We threw in a tripe reef and talked about the gale forecast. After a quick look at the chart, it was clear that Godhaven was much closer then Aasiaat, as well as in more favor with the forecast wind direction.
The decision was easy and we tacked North. We had 22 Nautical miles to go and made 15 of that quite quickly until the winds built. But true to arctic fashion, the intensity was fairly accurate, but the direction was not. It was now blowing near Gale from the Northeast, with Godhaven directly to windward.
Now in the past, we have chosen to heave too at night, keeping ice watch. But that was in clear water, with no visible ice or shoreline. This situation was diferrent.
There were numerous, very large burgs in all directions as well as a jagged unforgiving coastline.
We also had good visibility and a few hours of daylight. We decided to sheet in hard and beat to windward. So that is what we did.
We hauled in the triple reef and held a full staysail with the mizzen down. At first the wind was a bity fluky, hammering hard, then easing, leaving a lumpy sea and too little sail area. So we carried on engine power at partial throttle. This way we kept water moving over the rudder when cresting large waves, or wind lulls.
However once the wind passed 30 knots, the engine was not needed and Empiricus pointed quite nicely!
Our plotter showed a steady 45 degree tack to windward at speeds of 3.5-5.5 knots, but the helm was tricky and required constant attention.
This type of sailing and conditions is exhausting. Again, had we been in open ocean or even 20 miles to leeward, where the burgs are less frequent. We would have hove too.
With Godhaven in striking distance, the rally was worth it. The seas were steady 6-8 foot with the occasional much larger waves coming in sets of 3. Most of our windward progress was made between these large sets.
During one particular tack from Port to Starboard, we took a great gust. Samantha was sheeting the staysail quite hard, while I steered and tailed the sheet. Just as the gust hit us, the winch tore free from the deck, spinning free from the taut sheet like a spinning chrome die, cast onto a table.
I tacked back immediately and we gained speed again. Quick thinking Samantha suggested using the cockpit halyard winch for the Port Staysail Sheet and set that into play. Withing 30 seconds we tacked back to port and were stomping hard near the harbor entrance.
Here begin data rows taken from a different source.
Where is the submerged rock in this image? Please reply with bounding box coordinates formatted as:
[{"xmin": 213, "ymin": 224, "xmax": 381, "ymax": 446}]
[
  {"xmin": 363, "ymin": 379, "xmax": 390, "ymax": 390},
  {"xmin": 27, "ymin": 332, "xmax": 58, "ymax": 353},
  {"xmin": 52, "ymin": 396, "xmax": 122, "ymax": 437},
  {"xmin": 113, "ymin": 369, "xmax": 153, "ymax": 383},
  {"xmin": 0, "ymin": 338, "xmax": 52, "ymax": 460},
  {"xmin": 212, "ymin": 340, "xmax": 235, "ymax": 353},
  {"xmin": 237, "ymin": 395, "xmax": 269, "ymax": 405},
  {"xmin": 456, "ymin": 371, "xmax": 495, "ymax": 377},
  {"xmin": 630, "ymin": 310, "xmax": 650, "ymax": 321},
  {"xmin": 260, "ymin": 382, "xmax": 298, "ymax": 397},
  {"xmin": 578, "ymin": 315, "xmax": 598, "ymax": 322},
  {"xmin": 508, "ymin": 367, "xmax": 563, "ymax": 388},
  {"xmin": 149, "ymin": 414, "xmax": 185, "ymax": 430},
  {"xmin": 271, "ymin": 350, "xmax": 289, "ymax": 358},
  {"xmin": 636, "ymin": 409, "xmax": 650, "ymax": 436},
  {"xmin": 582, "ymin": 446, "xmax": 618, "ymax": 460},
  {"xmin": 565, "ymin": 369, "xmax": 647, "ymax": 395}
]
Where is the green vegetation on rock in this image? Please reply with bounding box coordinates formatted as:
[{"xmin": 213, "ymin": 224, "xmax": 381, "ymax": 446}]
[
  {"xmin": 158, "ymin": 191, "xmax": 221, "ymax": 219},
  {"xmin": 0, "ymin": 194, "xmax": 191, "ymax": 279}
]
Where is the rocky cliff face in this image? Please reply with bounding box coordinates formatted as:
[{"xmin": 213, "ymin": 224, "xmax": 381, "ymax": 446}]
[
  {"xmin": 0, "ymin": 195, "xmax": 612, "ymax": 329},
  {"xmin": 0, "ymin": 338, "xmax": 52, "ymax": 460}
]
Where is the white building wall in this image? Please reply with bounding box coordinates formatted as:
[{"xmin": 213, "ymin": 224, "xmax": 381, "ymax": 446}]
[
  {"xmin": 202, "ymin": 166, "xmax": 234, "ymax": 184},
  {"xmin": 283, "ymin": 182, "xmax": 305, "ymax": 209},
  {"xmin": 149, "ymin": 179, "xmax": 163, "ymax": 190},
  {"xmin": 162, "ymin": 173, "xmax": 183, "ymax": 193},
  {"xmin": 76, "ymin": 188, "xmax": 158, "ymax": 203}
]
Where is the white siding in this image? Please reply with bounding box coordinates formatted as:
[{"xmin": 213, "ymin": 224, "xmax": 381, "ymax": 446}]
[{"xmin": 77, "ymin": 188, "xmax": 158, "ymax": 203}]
Once behind a spit of land, the waves subsided and we continued tacking as we dodged the rocks in the entrance.
Once in the outer harbor I doused the sails and we made a circle inside the harbor, looking for a suitable mooring.
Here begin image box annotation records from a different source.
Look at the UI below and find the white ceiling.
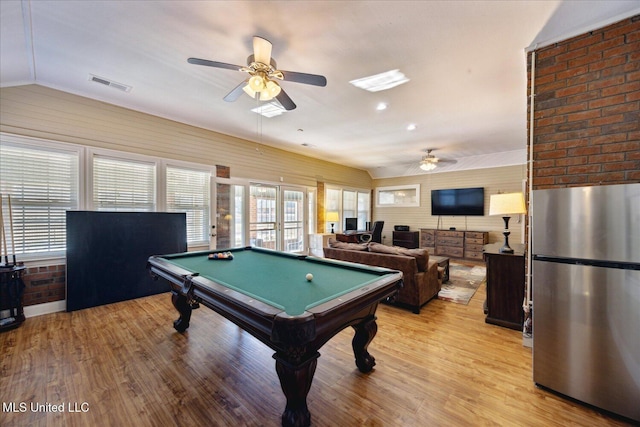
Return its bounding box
[0,0,640,178]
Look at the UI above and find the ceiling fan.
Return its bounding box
[187,36,327,111]
[420,148,457,172]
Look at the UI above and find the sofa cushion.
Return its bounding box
[369,243,429,271]
[328,239,368,251]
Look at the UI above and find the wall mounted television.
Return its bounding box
[431,187,484,216]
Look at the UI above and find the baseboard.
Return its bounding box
[24,300,67,318]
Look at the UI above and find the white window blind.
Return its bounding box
[93,156,156,212]
[166,166,211,244]
[0,141,79,256]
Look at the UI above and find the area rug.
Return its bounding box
[438,263,487,305]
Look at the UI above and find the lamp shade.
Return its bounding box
[326,212,340,222]
[489,193,527,215]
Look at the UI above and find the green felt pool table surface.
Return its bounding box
[162,248,396,316]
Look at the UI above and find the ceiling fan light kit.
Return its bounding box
[187,36,327,111]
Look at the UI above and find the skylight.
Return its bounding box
[349,70,409,92]
[251,102,287,118]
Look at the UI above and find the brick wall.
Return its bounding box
[527,15,640,190]
[22,264,66,306]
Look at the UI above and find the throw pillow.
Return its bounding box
[369,243,429,271]
[328,239,368,251]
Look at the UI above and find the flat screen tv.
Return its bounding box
[344,218,358,230]
[431,187,484,216]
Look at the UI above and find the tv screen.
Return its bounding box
[344,218,358,230]
[431,187,484,216]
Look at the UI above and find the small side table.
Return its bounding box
[0,265,25,331]
[429,255,449,283]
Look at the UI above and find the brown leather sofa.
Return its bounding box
[323,240,442,314]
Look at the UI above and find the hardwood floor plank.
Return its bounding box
[0,286,628,427]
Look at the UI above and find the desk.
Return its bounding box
[336,231,371,243]
[484,243,525,331]
[0,265,25,331]
[147,247,402,426]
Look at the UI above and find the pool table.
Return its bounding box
[147,247,402,426]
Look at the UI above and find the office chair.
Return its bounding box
[360,221,384,243]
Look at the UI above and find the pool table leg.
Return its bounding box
[171,291,192,332]
[351,316,378,373]
[273,352,320,427]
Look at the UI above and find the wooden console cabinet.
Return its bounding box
[484,243,525,330]
[420,228,489,261]
[393,231,420,249]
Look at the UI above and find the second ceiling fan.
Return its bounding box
[187,36,327,111]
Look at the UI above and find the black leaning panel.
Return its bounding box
[66,211,187,311]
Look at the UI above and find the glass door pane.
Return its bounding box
[215,183,246,249]
[249,184,280,249]
[282,188,305,252]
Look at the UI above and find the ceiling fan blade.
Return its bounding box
[187,58,243,71]
[279,70,327,86]
[276,89,296,111]
[253,36,272,65]
[222,79,249,102]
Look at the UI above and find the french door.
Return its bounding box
[211,183,308,252]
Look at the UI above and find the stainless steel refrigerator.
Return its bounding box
[531,184,640,422]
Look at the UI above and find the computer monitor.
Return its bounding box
[344,218,358,231]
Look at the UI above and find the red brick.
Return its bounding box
[602,42,640,58]
[567,145,600,157]
[568,32,604,50]
[588,35,625,53]
[589,153,624,164]
[589,76,624,90]
[591,133,633,146]
[589,114,624,127]
[567,110,600,122]
[536,150,567,160]
[589,95,624,109]
[556,156,589,166]
[604,18,640,39]
[589,56,627,72]
[602,161,640,172]
[567,163,601,175]
[589,172,624,184]
[555,83,587,98]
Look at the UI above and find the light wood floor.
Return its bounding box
[0,280,626,427]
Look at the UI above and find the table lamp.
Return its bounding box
[327,212,340,234]
[489,193,527,254]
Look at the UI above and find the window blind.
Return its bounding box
[0,143,79,255]
[93,156,156,212]
[166,166,211,244]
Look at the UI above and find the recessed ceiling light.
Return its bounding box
[251,102,287,118]
[349,70,409,92]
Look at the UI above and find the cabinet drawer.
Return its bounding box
[436,246,464,258]
[467,231,485,242]
[437,233,463,247]
[464,249,484,260]
[464,243,484,252]
[464,235,485,245]
[437,230,464,239]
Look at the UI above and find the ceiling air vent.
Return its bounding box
[89,74,133,92]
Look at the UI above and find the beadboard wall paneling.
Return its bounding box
[373,165,526,245]
[0,85,372,188]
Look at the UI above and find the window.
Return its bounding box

At 2300 hours we were tied to the sheet pile dock in front of a fish processing plant and turned in for the night.
This was a great night for Samantha and I as we felt not only accomplished, but once again refined as a team and also very proud of our little ship, who seems to carry us through anything in relative comfort.
We explored Godhaven and took a hike in the local hills around town. What a beautiful and desolate place.
We found Godhaven a pleasant enough place but lacking in any public services such as showers etc.
As soon as we saw a weather window, we would sail for Aasiaat.
09/17/2014 1052 hrs
We cast our lines for Aasiaat, having cleaned up the boat and plugged the winch holes.
We made good speed and finished the day under a nice broad reach in a dying wind.
Numerous beautiful large burgs were encountered along the way, which we enjoyed seeing, especially to our stern. Enough Ice for a while….
1845 Moored alongside Leu Mongier in Aasiaat! Though we only met briefly in Cambridge Bay, it was like seeing family when we arrived.
We are out of time to sail any farther then Aasiaat this year and are quite content staying here for the winter. There is a fine shipyard here where we may or may not haul out.